Por eso es agua viva, pan de vida, palabra de vida… Una vida que se ofrece y
que cada uno ha de personalizar, al estilo de Pablo, para quien: “Mi vivir es Cristo; para mí la vida es
Cristo” (Ga 5,6).
En esas palabras de Jesús se fundamenta
la vida de la Iglesia. Una Iglesia que, como sugiere la primera lectura, ha de
priorizar sin renunciar. Ha de saber delegar funciones para no ralentizar la
misión, para “no descuidar la Palabra de
Dios” (Hch 6,2).
Una Iglesia consciente de su condición: raza elegida (pero no racista), sacerdocio real (pero no clericalista), nación consagrada (pero no elitista), y de su misión: “proclamar las hazañas del que nos llamó a salir de las tinieblas y a
entrar en su luz maravillosa” (1 Pe 2,9).
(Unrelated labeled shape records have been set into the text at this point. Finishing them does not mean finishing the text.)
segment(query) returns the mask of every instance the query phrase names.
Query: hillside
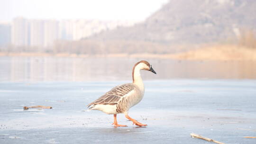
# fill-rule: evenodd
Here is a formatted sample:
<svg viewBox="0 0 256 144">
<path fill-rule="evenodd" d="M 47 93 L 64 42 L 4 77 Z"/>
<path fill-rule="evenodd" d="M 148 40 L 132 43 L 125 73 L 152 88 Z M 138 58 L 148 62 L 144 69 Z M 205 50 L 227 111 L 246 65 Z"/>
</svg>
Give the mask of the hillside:
<svg viewBox="0 0 256 144">
<path fill-rule="evenodd" d="M 256 29 L 256 8 L 254 0 L 171 0 L 143 23 L 90 39 L 168 45 L 226 41 L 244 28 Z"/>
</svg>

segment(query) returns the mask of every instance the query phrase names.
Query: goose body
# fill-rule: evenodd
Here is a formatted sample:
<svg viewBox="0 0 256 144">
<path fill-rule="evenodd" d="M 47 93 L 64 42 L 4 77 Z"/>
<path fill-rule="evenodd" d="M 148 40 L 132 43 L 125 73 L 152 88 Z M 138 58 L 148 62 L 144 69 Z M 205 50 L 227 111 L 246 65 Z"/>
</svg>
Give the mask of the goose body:
<svg viewBox="0 0 256 144">
<path fill-rule="evenodd" d="M 156 74 L 152 66 L 146 61 L 136 63 L 132 71 L 133 83 L 116 86 L 89 104 L 89 110 L 98 110 L 107 114 L 114 114 L 116 126 L 127 126 L 117 124 L 116 115 L 125 114 L 126 117 L 137 126 L 146 126 L 128 116 L 129 109 L 139 103 L 144 95 L 144 84 L 140 76 L 140 70 L 146 70 Z M 115 122 L 116 122 L 116 123 Z"/>
</svg>

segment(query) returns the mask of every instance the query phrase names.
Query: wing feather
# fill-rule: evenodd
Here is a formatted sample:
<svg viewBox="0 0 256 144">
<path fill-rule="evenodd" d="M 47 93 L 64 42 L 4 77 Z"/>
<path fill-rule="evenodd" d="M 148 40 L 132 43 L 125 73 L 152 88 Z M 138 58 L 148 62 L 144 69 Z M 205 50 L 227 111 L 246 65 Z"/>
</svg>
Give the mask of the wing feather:
<svg viewBox="0 0 256 144">
<path fill-rule="evenodd" d="M 98 104 L 116 104 L 121 98 L 133 90 L 134 88 L 135 87 L 132 83 L 126 83 L 115 87 L 94 101 L 89 104 L 88 105 L 88 108 L 90 107 L 89 109 L 92 108 L 93 106 Z"/>
</svg>

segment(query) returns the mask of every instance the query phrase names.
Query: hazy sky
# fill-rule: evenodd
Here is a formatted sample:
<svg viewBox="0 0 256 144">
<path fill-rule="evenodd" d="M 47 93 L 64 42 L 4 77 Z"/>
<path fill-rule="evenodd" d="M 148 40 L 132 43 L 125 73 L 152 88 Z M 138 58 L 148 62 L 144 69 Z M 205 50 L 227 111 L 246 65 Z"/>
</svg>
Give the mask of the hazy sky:
<svg viewBox="0 0 256 144">
<path fill-rule="evenodd" d="M 140 21 L 168 0 L 0 0 L 0 21 L 28 18 Z"/>
</svg>

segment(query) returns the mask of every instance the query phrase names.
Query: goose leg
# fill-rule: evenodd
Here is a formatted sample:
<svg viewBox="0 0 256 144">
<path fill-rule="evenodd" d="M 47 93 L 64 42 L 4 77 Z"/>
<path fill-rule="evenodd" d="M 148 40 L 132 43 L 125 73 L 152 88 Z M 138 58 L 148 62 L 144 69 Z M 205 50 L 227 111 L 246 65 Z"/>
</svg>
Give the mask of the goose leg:
<svg viewBox="0 0 256 144">
<path fill-rule="evenodd" d="M 129 117 L 129 116 L 128 116 L 128 114 L 125 115 L 125 117 L 126 118 L 128 118 L 128 119 L 129 119 L 130 121 L 132 121 L 133 122 L 133 125 L 135 124 L 135 125 L 138 126 L 147 126 L 147 125 L 142 124 L 142 123 L 137 121 L 135 119 L 130 117 Z"/>
<path fill-rule="evenodd" d="M 114 123 L 113 124 L 112 124 L 112 125 L 114 125 L 114 126 L 115 126 L 115 127 L 126 127 L 126 126 L 126 126 L 126 125 L 121 125 L 118 124 L 117 121 L 117 114 L 114 114 Z"/>
</svg>

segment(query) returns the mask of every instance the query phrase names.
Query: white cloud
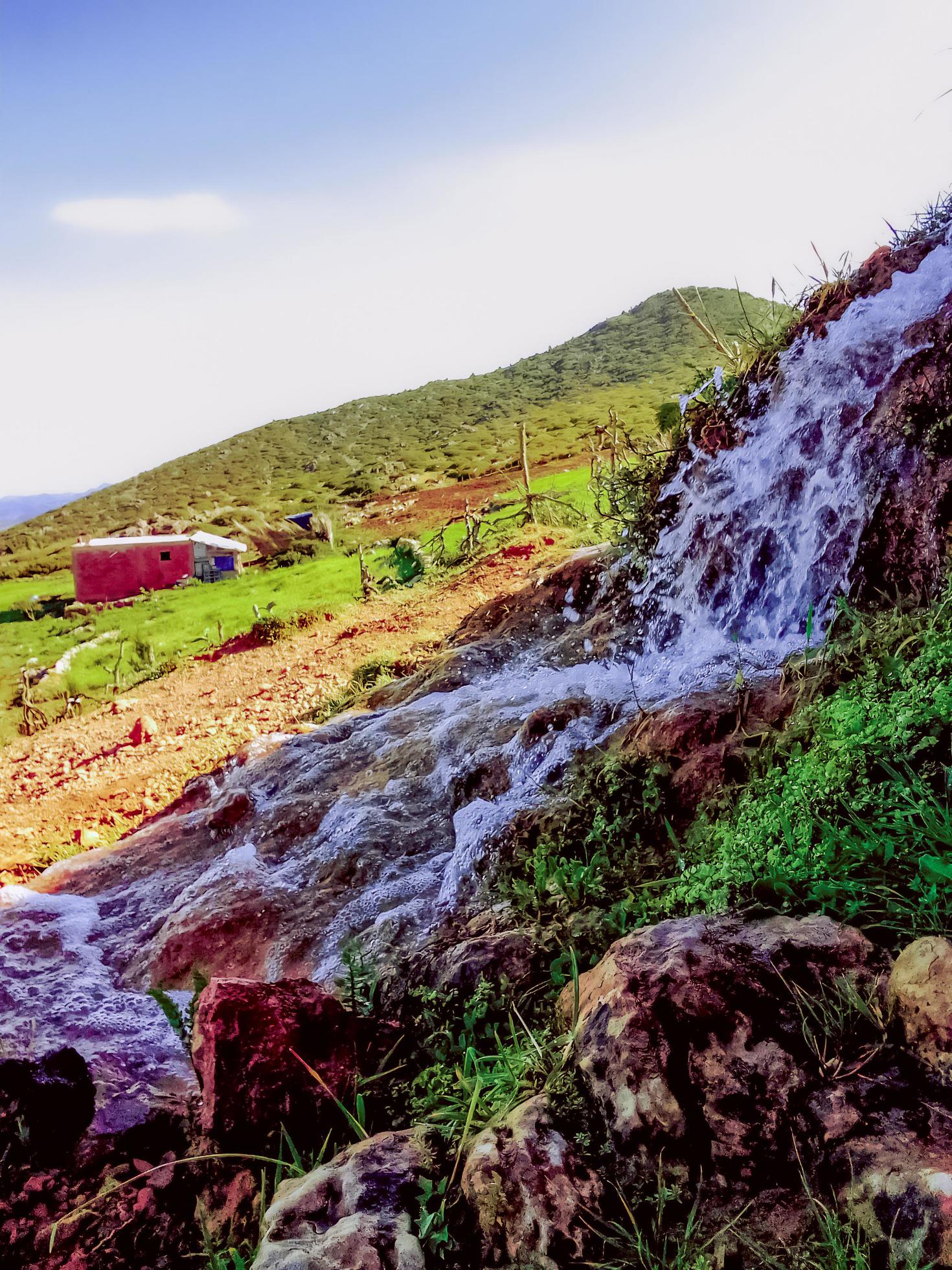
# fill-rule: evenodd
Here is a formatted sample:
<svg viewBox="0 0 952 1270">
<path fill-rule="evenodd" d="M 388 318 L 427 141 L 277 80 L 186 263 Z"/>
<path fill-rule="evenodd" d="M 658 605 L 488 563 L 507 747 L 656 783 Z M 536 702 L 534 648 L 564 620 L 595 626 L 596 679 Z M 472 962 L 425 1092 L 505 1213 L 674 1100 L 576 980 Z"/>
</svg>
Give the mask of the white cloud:
<svg viewBox="0 0 952 1270">
<path fill-rule="evenodd" d="M 76 198 L 57 203 L 60 225 L 99 234 L 216 234 L 244 217 L 218 194 L 171 194 L 168 198 Z"/>
</svg>

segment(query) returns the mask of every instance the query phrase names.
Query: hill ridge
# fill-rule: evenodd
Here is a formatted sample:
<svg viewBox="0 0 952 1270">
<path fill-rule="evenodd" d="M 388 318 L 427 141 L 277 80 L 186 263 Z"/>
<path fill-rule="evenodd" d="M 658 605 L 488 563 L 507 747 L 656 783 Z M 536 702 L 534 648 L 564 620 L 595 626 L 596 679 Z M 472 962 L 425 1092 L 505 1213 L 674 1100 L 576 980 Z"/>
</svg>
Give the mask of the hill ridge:
<svg viewBox="0 0 952 1270">
<path fill-rule="evenodd" d="M 715 325 L 740 329 L 768 301 L 701 288 Z M 466 378 L 258 424 L 0 532 L 0 577 L 62 568 L 79 533 L 207 528 L 267 542 L 291 511 L 359 523 L 357 504 L 510 467 L 524 422 L 533 462 L 571 458 L 613 406 L 651 428 L 658 406 L 712 349 L 673 292 L 658 292 L 584 334 Z"/>
</svg>

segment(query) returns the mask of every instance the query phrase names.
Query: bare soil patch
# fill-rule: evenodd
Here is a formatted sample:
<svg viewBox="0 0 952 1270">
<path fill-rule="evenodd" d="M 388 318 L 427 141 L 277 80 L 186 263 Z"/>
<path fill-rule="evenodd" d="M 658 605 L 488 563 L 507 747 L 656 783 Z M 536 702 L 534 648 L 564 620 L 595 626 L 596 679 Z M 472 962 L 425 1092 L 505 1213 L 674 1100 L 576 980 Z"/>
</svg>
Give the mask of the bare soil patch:
<svg viewBox="0 0 952 1270">
<path fill-rule="evenodd" d="M 77 843 L 114 841 L 245 742 L 306 728 L 301 718 L 363 662 L 425 652 L 560 554 L 541 541 L 528 558 L 495 552 L 454 578 L 374 597 L 278 644 L 231 641 L 228 655 L 195 658 L 102 711 L 13 742 L 0 751 L 0 883 L 36 875 Z"/>
</svg>

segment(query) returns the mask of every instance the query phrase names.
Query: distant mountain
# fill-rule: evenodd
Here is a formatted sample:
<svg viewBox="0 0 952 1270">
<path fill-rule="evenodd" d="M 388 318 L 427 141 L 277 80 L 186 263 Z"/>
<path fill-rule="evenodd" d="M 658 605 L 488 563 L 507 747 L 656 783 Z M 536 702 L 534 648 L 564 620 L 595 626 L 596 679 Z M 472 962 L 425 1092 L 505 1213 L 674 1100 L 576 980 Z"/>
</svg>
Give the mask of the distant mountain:
<svg viewBox="0 0 952 1270">
<path fill-rule="evenodd" d="M 701 293 L 721 335 L 743 329 L 743 307 L 754 323 L 768 307 L 736 291 Z M 380 491 L 513 466 L 520 422 L 533 462 L 581 458 L 609 406 L 631 427 L 650 425 L 715 356 L 673 292 L 661 292 L 512 366 L 278 419 L 37 516 L 0 532 L 0 577 L 66 565 L 79 533 L 188 525 L 256 542 L 300 511 L 347 525 L 353 504 Z"/>
<path fill-rule="evenodd" d="M 105 489 L 105 485 L 96 486 Z M 84 489 L 76 494 L 9 494 L 0 498 L 0 530 L 9 530 L 11 525 L 20 525 L 43 512 L 56 511 L 77 498 L 85 498 L 91 490 Z"/>
</svg>

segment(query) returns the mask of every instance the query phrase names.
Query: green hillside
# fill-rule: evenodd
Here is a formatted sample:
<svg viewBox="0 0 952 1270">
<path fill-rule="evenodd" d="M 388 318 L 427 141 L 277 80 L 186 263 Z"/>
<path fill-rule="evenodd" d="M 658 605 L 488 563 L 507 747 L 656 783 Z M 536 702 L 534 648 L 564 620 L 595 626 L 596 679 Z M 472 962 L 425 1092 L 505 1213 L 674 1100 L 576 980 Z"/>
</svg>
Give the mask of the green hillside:
<svg viewBox="0 0 952 1270">
<path fill-rule="evenodd" d="M 721 334 L 741 329 L 735 291 L 702 295 Z M 750 296 L 744 304 L 754 321 L 768 307 Z M 651 425 L 659 404 L 711 359 L 677 297 L 663 292 L 513 366 L 278 419 L 38 516 L 0 533 L 0 577 L 62 568 L 80 533 L 187 525 L 261 544 L 288 512 L 308 508 L 348 528 L 381 491 L 512 466 L 519 420 L 532 461 L 581 453 L 609 406 L 632 427 Z"/>
</svg>

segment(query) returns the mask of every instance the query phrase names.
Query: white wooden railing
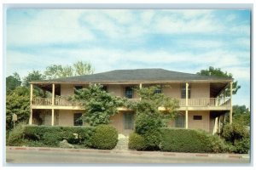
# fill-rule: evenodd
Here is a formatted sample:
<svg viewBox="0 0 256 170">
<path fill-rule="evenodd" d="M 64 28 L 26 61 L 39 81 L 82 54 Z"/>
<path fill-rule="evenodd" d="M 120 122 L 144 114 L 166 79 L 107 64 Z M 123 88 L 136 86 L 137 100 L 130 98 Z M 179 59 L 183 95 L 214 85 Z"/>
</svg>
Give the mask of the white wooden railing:
<svg viewBox="0 0 256 170">
<path fill-rule="evenodd" d="M 186 99 L 177 99 L 179 106 L 186 106 Z M 128 99 L 130 101 L 137 102 L 140 99 Z M 33 98 L 32 104 L 33 105 L 51 105 L 51 98 Z M 63 98 L 55 98 L 55 105 L 80 105 L 79 103 L 69 101 Z M 188 106 L 230 106 L 230 99 L 219 98 L 198 98 L 189 99 Z"/>
</svg>

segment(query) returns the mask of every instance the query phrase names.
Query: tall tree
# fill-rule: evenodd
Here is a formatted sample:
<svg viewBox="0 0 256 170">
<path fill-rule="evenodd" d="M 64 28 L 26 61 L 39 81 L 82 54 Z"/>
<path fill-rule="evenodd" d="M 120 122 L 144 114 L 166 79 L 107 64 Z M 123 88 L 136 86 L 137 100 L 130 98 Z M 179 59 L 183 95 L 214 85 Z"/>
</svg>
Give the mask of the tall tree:
<svg viewBox="0 0 256 170">
<path fill-rule="evenodd" d="M 90 63 L 78 61 L 73 64 L 75 76 L 93 74 L 94 69 Z"/>
<path fill-rule="evenodd" d="M 19 122 L 27 122 L 30 113 L 29 88 L 18 87 L 6 96 L 6 128 L 13 127 L 12 116 L 17 115 Z"/>
<path fill-rule="evenodd" d="M 93 74 L 94 69 L 90 63 L 78 61 L 73 66 L 52 65 L 46 68 L 44 75 L 47 79 L 61 78 L 74 76 Z"/>
<path fill-rule="evenodd" d="M 44 79 L 45 76 L 41 74 L 39 71 L 33 71 L 29 72 L 28 75 L 23 78 L 23 85 L 28 87 L 30 82 Z"/>
<path fill-rule="evenodd" d="M 201 76 L 216 76 L 233 78 L 233 75 L 231 73 L 227 73 L 227 71 L 221 71 L 220 68 L 214 68 L 212 66 L 209 66 L 209 69 L 201 70 L 200 72 L 197 72 L 196 74 Z M 241 86 L 238 85 L 238 82 L 234 81 L 232 94 L 236 94 L 239 88 L 241 88 Z M 229 96 L 230 94 L 230 88 L 229 88 L 225 94 L 226 96 Z"/>
<path fill-rule="evenodd" d="M 21 81 L 19 74 L 15 72 L 13 76 L 6 77 L 6 92 L 7 94 L 10 93 L 17 87 L 21 85 Z"/>
</svg>

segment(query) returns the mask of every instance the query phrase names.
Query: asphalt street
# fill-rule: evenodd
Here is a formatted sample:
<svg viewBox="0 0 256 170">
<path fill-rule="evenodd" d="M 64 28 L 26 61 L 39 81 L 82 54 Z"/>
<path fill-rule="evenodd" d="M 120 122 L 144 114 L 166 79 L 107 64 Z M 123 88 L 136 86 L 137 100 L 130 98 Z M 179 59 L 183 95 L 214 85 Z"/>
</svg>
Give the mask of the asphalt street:
<svg viewBox="0 0 256 170">
<path fill-rule="evenodd" d="M 138 152 L 101 152 L 101 151 L 67 151 L 63 150 L 7 150 L 7 165 L 15 163 L 125 163 L 125 164 L 144 164 L 144 163 L 200 163 L 200 164 L 239 164 L 249 163 L 248 158 L 228 158 L 228 157 L 209 157 L 209 156 L 181 156 L 160 154 L 142 154 Z"/>
</svg>

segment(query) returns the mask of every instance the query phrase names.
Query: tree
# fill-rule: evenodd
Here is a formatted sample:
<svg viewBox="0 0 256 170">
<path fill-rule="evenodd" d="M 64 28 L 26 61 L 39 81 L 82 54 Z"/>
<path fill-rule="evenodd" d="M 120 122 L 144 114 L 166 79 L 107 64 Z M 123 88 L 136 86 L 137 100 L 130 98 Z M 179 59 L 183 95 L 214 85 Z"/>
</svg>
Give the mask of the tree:
<svg viewBox="0 0 256 170">
<path fill-rule="evenodd" d="M 23 78 L 23 86 L 28 87 L 29 82 L 32 81 L 45 80 L 45 76 L 41 74 L 39 71 L 32 71 Z"/>
<path fill-rule="evenodd" d="M 233 105 L 233 122 L 243 126 L 250 126 L 251 114 L 246 105 Z"/>
<path fill-rule="evenodd" d="M 197 72 L 196 74 L 201 76 L 216 76 L 227 77 L 227 78 L 233 78 L 233 75 L 231 73 L 227 73 L 227 71 L 221 71 L 220 68 L 214 68 L 212 66 L 209 66 L 209 69 L 207 70 L 201 70 L 200 72 Z M 236 94 L 239 88 L 241 88 L 241 86 L 238 85 L 238 82 L 234 81 L 232 94 Z M 225 93 L 226 96 L 230 95 L 230 88 L 229 88 Z"/>
<path fill-rule="evenodd" d="M 27 122 L 30 113 L 30 92 L 26 87 L 18 87 L 6 96 L 6 128 L 13 127 L 12 116 L 17 115 L 19 122 Z"/>
<path fill-rule="evenodd" d="M 76 90 L 71 99 L 82 104 L 85 110 L 83 118 L 90 126 L 108 124 L 110 116 L 118 113 L 117 108 L 124 103 L 121 98 L 111 95 L 102 87 L 90 84 L 88 88 Z"/>
<path fill-rule="evenodd" d="M 90 63 L 78 61 L 73 66 L 52 65 L 46 68 L 44 75 L 47 79 L 61 78 L 74 76 L 93 74 L 94 70 Z"/>
<path fill-rule="evenodd" d="M 84 63 L 83 61 L 78 61 L 73 64 L 75 76 L 82 76 L 93 74 L 94 69 L 90 63 Z"/>
<path fill-rule="evenodd" d="M 68 77 L 73 76 L 71 66 L 62 66 L 61 65 L 52 65 L 46 67 L 44 75 L 47 79 Z"/>
<path fill-rule="evenodd" d="M 6 93 L 10 93 L 20 85 L 20 77 L 17 72 L 15 72 L 13 76 L 9 76 L 6 78 Z"/>
<path fill-rule="evenodd" d="M 145 134 L 148 131 L 166 127 L 166 123 L 176 116 L 177 101 L 165 96 L 164 94 L 156 93 L 158 89 L 159 86 L 135 88 L 141 100 L 127 105 L 128 108 L 136 112 L 135 131 L 138 134 Z M 166 110 L 160 111 L 159 107 L 164 107 Z"/>
</svg>

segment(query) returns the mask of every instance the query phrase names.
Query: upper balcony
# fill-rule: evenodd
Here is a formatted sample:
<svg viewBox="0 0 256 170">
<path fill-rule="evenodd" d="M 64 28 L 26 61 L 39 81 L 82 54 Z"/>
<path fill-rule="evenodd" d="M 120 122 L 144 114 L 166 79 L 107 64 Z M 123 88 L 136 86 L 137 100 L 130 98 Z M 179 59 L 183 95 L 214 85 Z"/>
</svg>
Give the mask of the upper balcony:
<svg viewBox="0 0 256 170">
<path fill-rule="evenodd" d="M 137 102 L 140 99 L 128 99 L 129 100 Z M 199 98 L 188 99 L 188 105 L 186 105 L 186 99 L 177 99 L 178 101 L 179 110 L 186 109 L 190 110 L 225 110 L 230 109 L 230 98 Z M 67 109 L 67 110 L 83 110 L 82 105 L 76 102 L 68 101 L 64 98 L 54 99 L 54 105 L 51 98 L 33 98 L 32 100 L 32 109 Z M 124 110 L 122 108 L 121 110 Z M 164 110 L 160 108 L 160 110 Z"/>
</svg>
Una Iglesia, construcción viva, asentada
sobre Cristo (1 Cor 10,4), “piedra angular” (1 Pe 2,6) y “roca espiritual” de la que brota el agua
que nos permite saciar la sed en el largo camino del éxodo de la vida (cf. Ex
17,5-6; Jn 7,37-38).
Jesús es el Camino para ser andado; la Verdad para ser creída, la Vida para ser vivida, y la Piedra fundamental que sustenta, como apoyo y fuerza vital, la vida de la Iglesia. Y la respuesta de Jesús a Felipe sigue también teniendo vigencia: Tanto tiempo y ¿aún lo conocemos de verdad?
REFLEXIÓN PERSONAL
.- ¿Es el
discernimiento fraterno la metodología en el “debate” eclesial?
.- ¿Cómo siento
y actúo mi responsabilidad eclesial?
.- ¿Es Cristo para mí el Camino, la Verdad y la Vida?
Domingo J.
Montero Carrión, franciscano capuchino.